ArroyoSystems / arroyo

Distributed stream processing engine in Rust
https://arroyo.dev
Apache License 2.0
3.8k stars 220 forks source link

Pipeline fails when reading gzipped files in GCS #786

Open benjamin-awd opened 1 week ago

benjamin-awd commented 1 week ago

Came across a weird issue trying to read gzipped NDJSON files in GCS -- the pipeline fails with:

{"message":"Error: Generic GCS error: Header: Content-Length Header missing from response.

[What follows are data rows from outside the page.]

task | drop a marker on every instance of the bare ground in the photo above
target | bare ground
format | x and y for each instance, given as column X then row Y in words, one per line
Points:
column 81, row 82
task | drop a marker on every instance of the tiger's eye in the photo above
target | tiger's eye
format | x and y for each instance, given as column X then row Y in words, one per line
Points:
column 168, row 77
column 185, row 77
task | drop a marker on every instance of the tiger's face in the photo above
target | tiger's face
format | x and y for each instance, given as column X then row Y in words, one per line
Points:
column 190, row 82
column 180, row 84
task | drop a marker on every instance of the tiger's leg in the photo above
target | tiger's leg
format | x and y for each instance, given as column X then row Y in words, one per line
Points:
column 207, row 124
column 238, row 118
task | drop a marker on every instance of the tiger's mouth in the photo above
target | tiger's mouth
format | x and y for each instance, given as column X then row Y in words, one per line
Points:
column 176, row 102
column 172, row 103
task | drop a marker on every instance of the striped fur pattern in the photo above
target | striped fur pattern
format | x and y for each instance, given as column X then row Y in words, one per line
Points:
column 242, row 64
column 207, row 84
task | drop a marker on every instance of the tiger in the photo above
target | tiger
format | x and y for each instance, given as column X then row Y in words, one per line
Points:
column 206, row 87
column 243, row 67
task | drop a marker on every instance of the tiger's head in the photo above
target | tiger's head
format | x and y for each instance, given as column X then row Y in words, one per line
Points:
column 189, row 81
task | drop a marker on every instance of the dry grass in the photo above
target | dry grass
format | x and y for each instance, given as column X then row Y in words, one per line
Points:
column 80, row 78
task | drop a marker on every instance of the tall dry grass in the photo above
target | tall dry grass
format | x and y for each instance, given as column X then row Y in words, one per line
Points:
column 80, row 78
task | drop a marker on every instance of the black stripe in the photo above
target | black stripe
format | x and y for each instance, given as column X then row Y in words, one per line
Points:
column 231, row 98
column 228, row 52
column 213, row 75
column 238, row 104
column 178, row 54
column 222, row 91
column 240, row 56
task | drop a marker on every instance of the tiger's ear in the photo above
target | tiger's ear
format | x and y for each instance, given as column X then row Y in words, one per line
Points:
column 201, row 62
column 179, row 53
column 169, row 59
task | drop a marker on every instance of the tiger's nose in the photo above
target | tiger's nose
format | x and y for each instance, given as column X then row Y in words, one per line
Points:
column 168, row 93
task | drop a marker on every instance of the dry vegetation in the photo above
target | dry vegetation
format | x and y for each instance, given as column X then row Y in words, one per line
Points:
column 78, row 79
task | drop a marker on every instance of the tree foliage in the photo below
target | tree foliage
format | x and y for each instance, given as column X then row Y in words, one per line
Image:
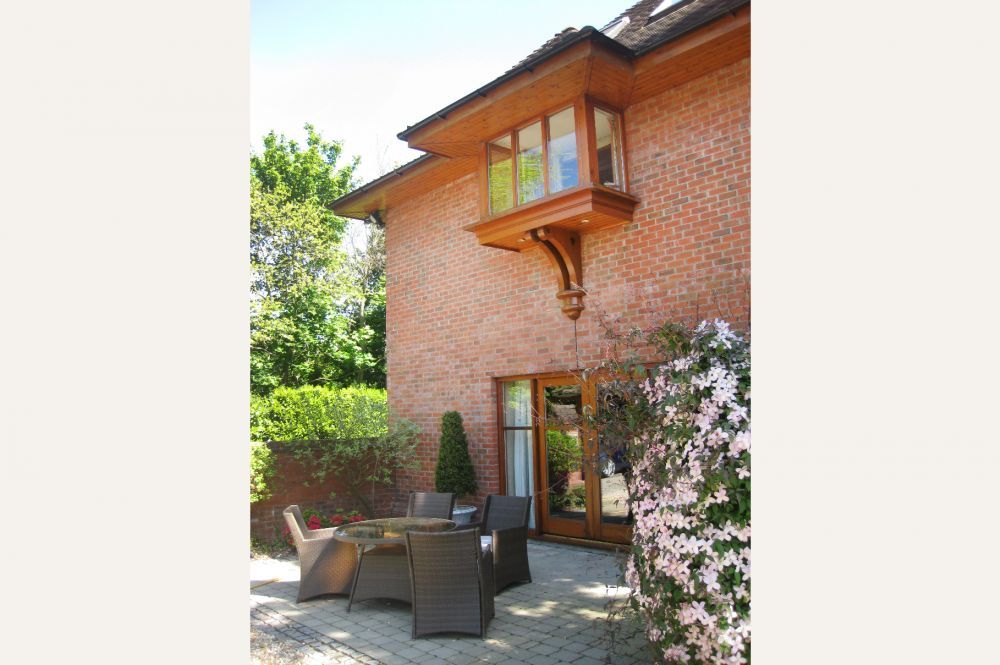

Retrying..."},"target":"arroyo_storage"}

Sending a HEAD request to the actual object shows that the Content-Length indeed is missing

curl -I \
  -H "Authorization: Bearer $(gcloud auth print-access-token)" \
 "https://storage.googleapis.com/$BUCKET_PATH/1731283272-ac141e8d-2350-47d0-9b97-74faf53bb407.log.gz"

> HTTP/2 200 
cache-control: private, max-age=0
last-modified: Mon, 11 Nov 2024 00:01:12 GMT
vary: Accept-Encoding
x-goog-generation: 1731283272904269
x-goog-metageneration: 1
x-goog-stored-content-encoding: gzip
x-goog-stored-content-length: 4719827
content-type: application/x-ndjson

I managed to bypass the issue by modifying the upstream object_store crate to use x-goog-stored-content-length, but not sure if that's the correct way to go about it

let content_length = headers
        .get(CONTENT_LENGTH)
        .or_else(|| headers.get("x-goog-stored-content-length"))
        .context(MissingContentLengthSnafu)?;

Is there something in Arroyo that can handle this?

(Could be potentially be a similar issue as https://github.com/apache/libcloud/issues/1544)